Der fremde Gast - Link, C: Der fremde Gast
Abend einfach nicht mehr ertragen.«
Sie war zusammengezuckt. Trotz der Resignation, die sich immer weiter in ihr auszubreiten begann, tat es weh, seinen Überdruss zu hören, seine Abwendung von ihr.
Ich hätte das an jenem Abend einfach nicht mehr ertragen. Das hieß nichts anderes als: Ich hätte gerade dich an jenem Abend einfach nicht mehr ertragen.

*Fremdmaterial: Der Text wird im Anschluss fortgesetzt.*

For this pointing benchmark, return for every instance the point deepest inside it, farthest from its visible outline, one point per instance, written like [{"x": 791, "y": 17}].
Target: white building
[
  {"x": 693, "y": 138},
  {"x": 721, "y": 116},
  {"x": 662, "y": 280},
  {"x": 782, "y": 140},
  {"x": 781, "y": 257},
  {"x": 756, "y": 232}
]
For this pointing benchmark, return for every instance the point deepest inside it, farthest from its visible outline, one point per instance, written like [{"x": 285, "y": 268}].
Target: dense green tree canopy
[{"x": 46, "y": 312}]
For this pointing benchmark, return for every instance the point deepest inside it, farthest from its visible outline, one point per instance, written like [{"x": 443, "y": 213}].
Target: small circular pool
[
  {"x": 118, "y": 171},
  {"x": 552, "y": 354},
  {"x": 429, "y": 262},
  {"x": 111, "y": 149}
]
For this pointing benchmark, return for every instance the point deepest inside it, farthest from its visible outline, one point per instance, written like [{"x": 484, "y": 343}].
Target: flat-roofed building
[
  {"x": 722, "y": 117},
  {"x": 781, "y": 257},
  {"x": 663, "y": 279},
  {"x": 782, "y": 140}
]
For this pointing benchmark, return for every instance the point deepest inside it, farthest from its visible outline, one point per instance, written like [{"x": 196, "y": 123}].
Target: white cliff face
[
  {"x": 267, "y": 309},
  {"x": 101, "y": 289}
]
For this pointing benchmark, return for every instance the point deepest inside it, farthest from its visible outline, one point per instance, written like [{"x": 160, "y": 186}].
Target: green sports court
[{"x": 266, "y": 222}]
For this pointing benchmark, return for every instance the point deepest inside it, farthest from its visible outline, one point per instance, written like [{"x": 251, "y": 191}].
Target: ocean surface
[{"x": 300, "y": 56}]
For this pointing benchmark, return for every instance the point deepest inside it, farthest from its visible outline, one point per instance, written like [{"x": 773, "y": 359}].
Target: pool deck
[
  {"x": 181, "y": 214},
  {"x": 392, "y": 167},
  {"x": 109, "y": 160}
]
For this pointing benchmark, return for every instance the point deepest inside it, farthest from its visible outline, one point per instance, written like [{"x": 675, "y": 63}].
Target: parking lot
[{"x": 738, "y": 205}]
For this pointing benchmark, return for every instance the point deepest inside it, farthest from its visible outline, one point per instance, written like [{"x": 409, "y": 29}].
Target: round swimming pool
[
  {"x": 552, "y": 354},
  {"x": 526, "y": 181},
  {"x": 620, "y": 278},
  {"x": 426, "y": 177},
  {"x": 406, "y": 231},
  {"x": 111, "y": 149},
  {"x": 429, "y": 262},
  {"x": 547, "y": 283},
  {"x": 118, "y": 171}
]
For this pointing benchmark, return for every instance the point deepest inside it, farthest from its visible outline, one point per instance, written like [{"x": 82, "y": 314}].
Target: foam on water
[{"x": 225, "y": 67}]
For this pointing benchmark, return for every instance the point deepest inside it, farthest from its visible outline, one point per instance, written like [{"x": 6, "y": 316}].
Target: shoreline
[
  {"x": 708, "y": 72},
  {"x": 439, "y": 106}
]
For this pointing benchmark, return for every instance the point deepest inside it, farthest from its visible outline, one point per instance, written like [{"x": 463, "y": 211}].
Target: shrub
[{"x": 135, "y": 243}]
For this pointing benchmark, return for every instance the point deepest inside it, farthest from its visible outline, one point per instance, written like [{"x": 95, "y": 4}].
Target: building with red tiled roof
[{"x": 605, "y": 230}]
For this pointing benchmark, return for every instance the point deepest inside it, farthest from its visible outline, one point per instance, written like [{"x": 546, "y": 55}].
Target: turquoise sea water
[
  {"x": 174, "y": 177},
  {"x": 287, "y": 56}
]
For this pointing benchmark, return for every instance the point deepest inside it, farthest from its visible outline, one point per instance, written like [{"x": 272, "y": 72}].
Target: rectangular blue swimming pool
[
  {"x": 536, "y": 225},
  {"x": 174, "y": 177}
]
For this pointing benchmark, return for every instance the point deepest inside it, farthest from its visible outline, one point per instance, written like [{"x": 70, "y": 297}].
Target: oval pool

Sie flüchtete vor ihrem Schmerz, indem sie ihre Trumpfkarte zog. »Was die Nachbarn betrifft«, erklärte sie, kühler als ihr zumute war, »so musst du zumindest jetzt zugeben, dass ich so falsch nicht lag. Auch wenn ich dich offenbar entsetzlich mit meinen bösen Ahnungen genervt habe.«
»Darum geht es doch gar nicht«, sagte Wolf. Es war klar, dass er ihr die Genugtuung, Recht gehabt zu haben, nicht einfach überlassen würde. »Es geht nicht darum, ob du Recht hattest oder nicht. Es geht um die Art, wie du damit umgegangen bist. In erster Linie ging es uns nichts an, was mit den Lenowskys passiert war. Wir hatten sie noch nicht lange als Nachbarn, und wir kannten sie kaum. Diese Distanz lag übrigens weit mehr an ihnen als an uns, wie du mir mehrfach erklärt hast. Sie wollten ganz eindeutig kein wirklich nachbarschaftliches Verhältnis aufbauen.«
»Aber …«
»Nichts aber . Wer sich derart zurückhält, kann nicht erwarten, dass sich die Menschen der näheren Umgebung engagiert um ihn kümmern, wenn irgendwelche Unstimmigkeiten auftreten. Du meintest, es trotzdem tun zu müssen. Gut. Du bist ein freier Mensch und siehst derlei Dinge offenbar anders als ich. Was ich nicht verstehe, ist, weshalb du mich dauernd
mit hineinzuziehen versucht hast. Was könnte man tun? Muss man nicht etwas tun? Wolf, lass uns doch etwas tun! « Er hatte sie, allerdings nur leicht übertrieben, nachgeäfft. »Kannst du nicht begreifen, dass mich das rasend macht? Du möchtest etwas Bestimmtes tun, aber aus irgendeinem Grund bist du zu unsicher oder traust dich nicht recht, und nun soll ich dazu gebracht werden, das Gleiche zu wollen wie du, um es dann mit dir zusammen durchzuziehen. Warum, verdammt noch mal, wenn du so überzeugt warst, im Fall Lenowsky handeln zu müssen, hast du es dann nicht einfach getan? Warum bist du nicht gleich da drüben eingestiegen oder hast die Polizei alarmiert oder sonst irgendetwas? Warum hast du nur ständig und unablässig an mir herumgezerrt und genörgelt?«
Sie starrte ihn an. Sie hatte alles erwartet, aber nicht diesen Vorwurf.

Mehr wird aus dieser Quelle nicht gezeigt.